He started his artistic career as an autodidact. Alfons Mucha had a vocational training in stage decorations in Vienna from 1879 to 1881. In the evening he attended a class in drawing. After a few occasional commissions for decorative paintings, he went to Munich in Southern Bavaria. Here he studied at the Munich Academy of Fine Arts from 1885 until 1887.
After Munich, Mucha moved to the “mecca” of arts, Paris. Here he studied with different teachers. He lived in modest conditions and could survive with small commissions for book and newspaper illustrations. For a short period he shared a studio with Paul Gauguin.
The Breakthrough
In December 1894 Mucha became famous with a commission for a poster for the actress Sarah Bernard. Sarah Bernard was a celebrity of her time. His poster design for the play Gismonda became a sensation in Paris. Sarah Bernhard was delighted. He received an exclusive contract for six consecutive years by the actress. In the following years, he not only designed all her posters, but her theater decorations and costumes as well. From now on the artist was swamped with commissions for all kind of commercial print advertising.
His Style
By this time Mucha had developed his own personal style – characterized by art nouveau elements, tender colors and bycantine decorative elements. And all these elements were ranked around images of fairy like young women with long hair and splendid, refined costumes. In the coming years, this type of female images should become his trademark.

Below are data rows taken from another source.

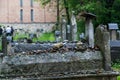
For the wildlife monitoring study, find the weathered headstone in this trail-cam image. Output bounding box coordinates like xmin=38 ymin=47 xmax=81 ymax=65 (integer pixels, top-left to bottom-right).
xmin=95 ymin=25 xmax=111 ymax=71
xmin=81 ymin=13 xmax=96 ymax=48
xmin=62 ymin=15 xmax=67 ymax=41
xmin=2 ymin=33 xmax=7 ymax=55
xmin=71 ymin=11 xmax=77 ymax=41
xmin=55 ymin=31 xmax=61 ymax=42
xmin=108 ymin=23 xmax=118 ymax=40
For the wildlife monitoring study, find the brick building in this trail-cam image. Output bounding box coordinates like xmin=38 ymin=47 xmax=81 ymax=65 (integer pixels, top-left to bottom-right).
xmin=0 ymin=0 xmax=57 ymax=32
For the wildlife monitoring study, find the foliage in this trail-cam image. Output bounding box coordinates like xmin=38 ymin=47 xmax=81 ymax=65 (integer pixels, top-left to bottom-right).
xmin=36 ymin=0 xmax=120 ymax=26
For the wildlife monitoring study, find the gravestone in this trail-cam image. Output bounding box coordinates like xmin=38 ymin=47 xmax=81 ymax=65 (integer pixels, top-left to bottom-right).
xmin=108 ymin=23 xmax=118 ymax=40
xmin=81 ymin=13 xmax=96 ymax=48
xmin=71 ymin=11 xmax=77 ymax=41
xmin=62 ymin=15 xmax=67 ymax=41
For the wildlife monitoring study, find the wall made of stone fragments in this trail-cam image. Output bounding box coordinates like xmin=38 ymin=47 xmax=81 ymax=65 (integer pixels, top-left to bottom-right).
xmin=2 ymin=23 xmax=55 ymax=33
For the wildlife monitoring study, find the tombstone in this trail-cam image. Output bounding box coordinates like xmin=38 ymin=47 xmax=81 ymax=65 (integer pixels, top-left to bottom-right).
xmin=2 ymin=33 xmax=7 ymax=56
xmin=62 ymin=15 xmax=67 ymax=41
xmin=108 ymin=23 xmax=118 ymax=41
xmin=55 ymin=31 xmax=61 ymax=42
xmin=71 ymin=11 xmax=77 ymax=41
xmin=81 ymin=13 xmax=96 ymax=48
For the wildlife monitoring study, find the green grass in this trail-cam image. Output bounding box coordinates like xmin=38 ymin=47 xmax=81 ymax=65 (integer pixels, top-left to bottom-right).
xmin=14 ymin=32 xmax=55 ymax=42
xmin=33 ymin=33 xmax=55 ymax=42
xmin=117 ymin=76 xmax=120 ymax=80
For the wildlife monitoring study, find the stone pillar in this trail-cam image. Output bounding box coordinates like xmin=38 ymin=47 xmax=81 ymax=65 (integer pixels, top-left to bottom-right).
xmin=85 ymin=17 xmax=94 ymax=48
xmin=95 ymin=25 xmax=111 ymax=71
xmin=2 ymin=33 xmax=7 ymax=56
xmin=81 ymin=13 xmax=96 ymax=48
xmin=71 ymin=11 xmax=77 ymax=41
xmin=62 ymin=15 xmax=67 ymax=41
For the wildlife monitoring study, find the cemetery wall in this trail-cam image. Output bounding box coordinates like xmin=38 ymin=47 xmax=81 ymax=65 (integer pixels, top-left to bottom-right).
xmin=2 ymin=23 xmax=55 ymax=33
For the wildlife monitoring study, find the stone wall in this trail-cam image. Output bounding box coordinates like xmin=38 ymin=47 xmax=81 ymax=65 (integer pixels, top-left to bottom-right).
xmin=1 ymin=23 xmax=55 ymax=33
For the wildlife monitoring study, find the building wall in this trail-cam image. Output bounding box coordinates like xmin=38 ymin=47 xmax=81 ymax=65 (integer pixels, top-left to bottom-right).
xmin=0 ymin=0 xmax=57 ymax=23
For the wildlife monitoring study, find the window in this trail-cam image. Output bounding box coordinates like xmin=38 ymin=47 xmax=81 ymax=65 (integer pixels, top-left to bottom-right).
xmin=20 ymin=0 xmax=23 ymax=7
xmin=20 ymin=9 xmax=23 ymax=22
xmin=30 ymin=0 xmax=33 ymax=7
xmin=31 ymin=9 xmax=34 ymax=21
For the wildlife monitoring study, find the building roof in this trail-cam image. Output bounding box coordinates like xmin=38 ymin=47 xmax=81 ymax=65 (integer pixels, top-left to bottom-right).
xmin=108 ymin=23 xmax=118 ymax=30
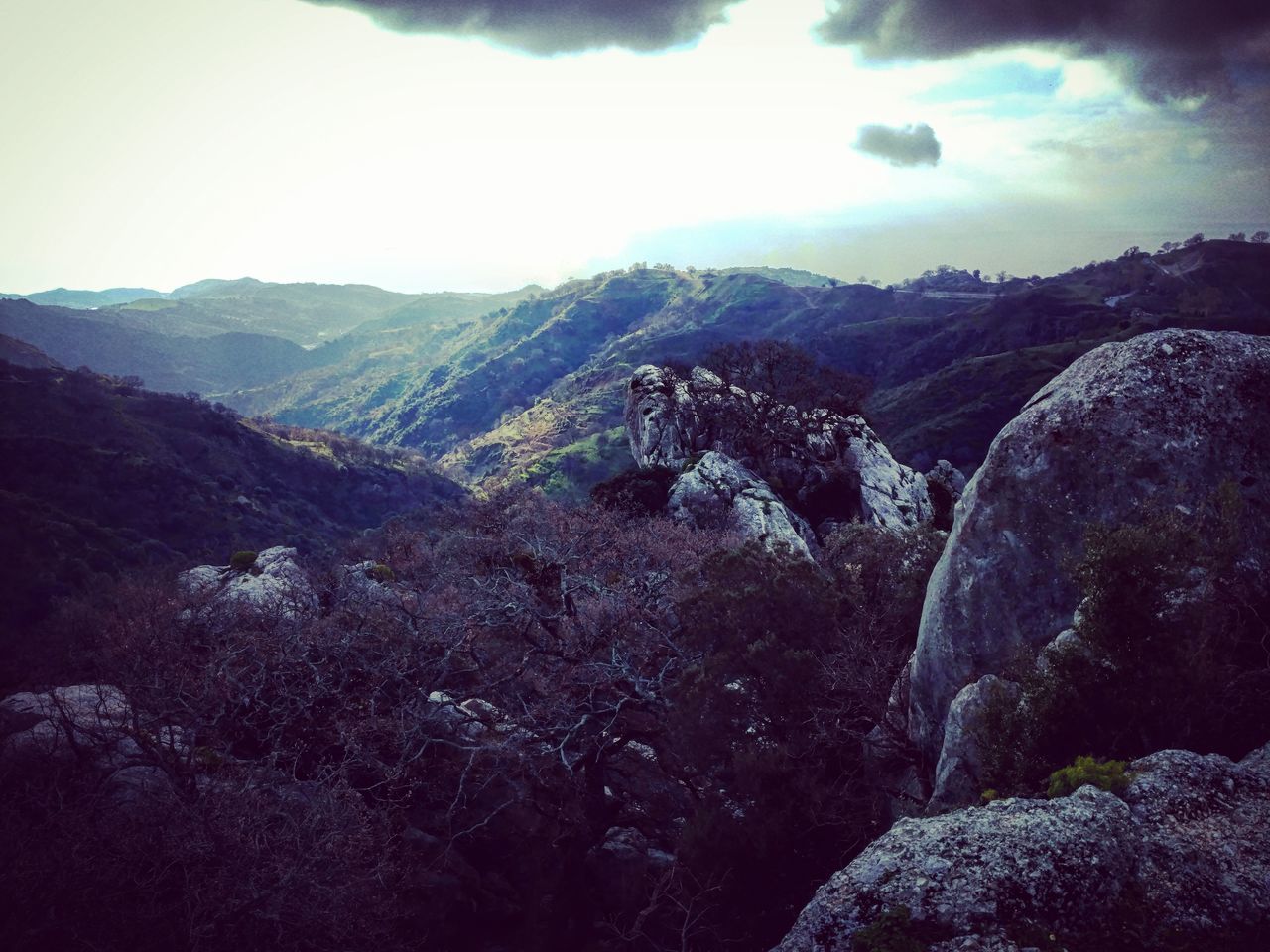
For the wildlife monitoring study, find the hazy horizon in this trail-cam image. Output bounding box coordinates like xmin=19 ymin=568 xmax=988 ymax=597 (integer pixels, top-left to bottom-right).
xmin=0 ymin=0 xmax=1270 ymax=294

Mucha used lithography as the printing technique for his posters. The posters are usually signed in the block. Some of his posters were produced as sets like The Four Seasons. Complete sets count among the most searched for of his works.
Public Recognition for Alphonse Mucha
In 1890 the artist had his first one man show in Paris with 448 works on display. His art work was not confined to the printing media. He designed tissues, stamps and even bank bills. In 1900 he received a commission by the Austrian government to decorate the Austrian pavilion for the World Fair in Paris of 1900. He became also active in designing jewelry.

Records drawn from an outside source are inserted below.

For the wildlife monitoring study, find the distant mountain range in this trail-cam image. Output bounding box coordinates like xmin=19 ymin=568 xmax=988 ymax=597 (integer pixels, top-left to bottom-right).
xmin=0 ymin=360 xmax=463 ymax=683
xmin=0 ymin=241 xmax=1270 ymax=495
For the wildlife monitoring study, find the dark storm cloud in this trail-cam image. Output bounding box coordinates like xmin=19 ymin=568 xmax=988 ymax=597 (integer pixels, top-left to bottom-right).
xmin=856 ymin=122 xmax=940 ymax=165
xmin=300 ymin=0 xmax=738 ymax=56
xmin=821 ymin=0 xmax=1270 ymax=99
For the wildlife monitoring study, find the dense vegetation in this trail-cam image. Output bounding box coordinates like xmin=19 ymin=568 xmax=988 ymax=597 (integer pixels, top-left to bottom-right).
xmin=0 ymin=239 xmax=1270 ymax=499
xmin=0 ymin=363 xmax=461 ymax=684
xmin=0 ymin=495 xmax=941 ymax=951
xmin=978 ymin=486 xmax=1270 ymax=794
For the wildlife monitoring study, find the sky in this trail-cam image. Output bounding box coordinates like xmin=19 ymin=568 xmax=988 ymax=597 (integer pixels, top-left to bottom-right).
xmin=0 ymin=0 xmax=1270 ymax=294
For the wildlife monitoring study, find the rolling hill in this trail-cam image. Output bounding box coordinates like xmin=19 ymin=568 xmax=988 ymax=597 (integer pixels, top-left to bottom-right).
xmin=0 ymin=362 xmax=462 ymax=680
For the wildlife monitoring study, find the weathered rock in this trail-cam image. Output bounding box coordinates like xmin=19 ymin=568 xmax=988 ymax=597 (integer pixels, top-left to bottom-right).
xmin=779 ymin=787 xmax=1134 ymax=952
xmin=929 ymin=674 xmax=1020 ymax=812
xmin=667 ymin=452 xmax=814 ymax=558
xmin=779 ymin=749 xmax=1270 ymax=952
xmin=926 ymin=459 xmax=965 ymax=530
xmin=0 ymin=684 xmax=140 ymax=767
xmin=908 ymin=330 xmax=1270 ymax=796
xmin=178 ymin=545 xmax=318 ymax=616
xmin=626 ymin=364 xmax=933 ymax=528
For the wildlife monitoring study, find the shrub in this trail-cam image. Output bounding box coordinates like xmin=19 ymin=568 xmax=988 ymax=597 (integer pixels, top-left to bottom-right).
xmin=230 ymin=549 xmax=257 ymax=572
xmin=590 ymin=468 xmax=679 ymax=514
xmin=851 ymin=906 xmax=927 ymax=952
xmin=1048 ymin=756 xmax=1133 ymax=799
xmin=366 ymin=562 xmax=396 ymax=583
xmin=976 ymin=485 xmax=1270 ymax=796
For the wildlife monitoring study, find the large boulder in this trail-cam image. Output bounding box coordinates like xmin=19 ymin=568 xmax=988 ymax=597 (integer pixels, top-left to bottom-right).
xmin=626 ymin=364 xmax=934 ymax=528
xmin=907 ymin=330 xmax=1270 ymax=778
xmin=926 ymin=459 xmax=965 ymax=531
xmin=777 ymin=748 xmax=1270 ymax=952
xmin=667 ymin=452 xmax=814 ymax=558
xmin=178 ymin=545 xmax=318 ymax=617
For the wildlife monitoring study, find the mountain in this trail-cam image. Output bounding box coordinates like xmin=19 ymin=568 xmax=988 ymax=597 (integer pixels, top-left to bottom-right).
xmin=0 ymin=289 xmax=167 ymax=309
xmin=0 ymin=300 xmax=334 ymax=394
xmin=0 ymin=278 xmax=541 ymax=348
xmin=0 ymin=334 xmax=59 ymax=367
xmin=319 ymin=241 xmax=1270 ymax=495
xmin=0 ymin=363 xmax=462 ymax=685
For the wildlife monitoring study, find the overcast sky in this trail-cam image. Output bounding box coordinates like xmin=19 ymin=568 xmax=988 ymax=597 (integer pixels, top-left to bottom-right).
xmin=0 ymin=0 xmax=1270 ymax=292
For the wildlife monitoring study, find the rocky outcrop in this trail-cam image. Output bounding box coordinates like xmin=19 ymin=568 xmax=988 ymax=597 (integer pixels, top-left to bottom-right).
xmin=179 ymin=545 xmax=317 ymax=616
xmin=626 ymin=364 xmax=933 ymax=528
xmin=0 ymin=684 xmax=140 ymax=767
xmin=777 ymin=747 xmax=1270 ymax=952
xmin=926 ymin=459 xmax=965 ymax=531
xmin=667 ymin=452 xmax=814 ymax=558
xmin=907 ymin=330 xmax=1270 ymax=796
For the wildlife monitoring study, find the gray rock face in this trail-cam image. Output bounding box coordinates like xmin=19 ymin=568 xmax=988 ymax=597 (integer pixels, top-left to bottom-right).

Between 1904 and 1921 Mucha traveled frequently to the United States. He took commissions in the US and taught art at art academies in New York and Chicago.
In 1939 the German Nazis occupied Czechoslovakia. The popularity of the artist made him a number one target for the Gestapo, the Nazi secret police. He was arrested, interrogated and realeased. Shortly afterwards, Alphonse Maria Mucha died on July 14, 1939 in Prague.
The city of Prague has dedicated an Alphonse Mucha Museum to the artist.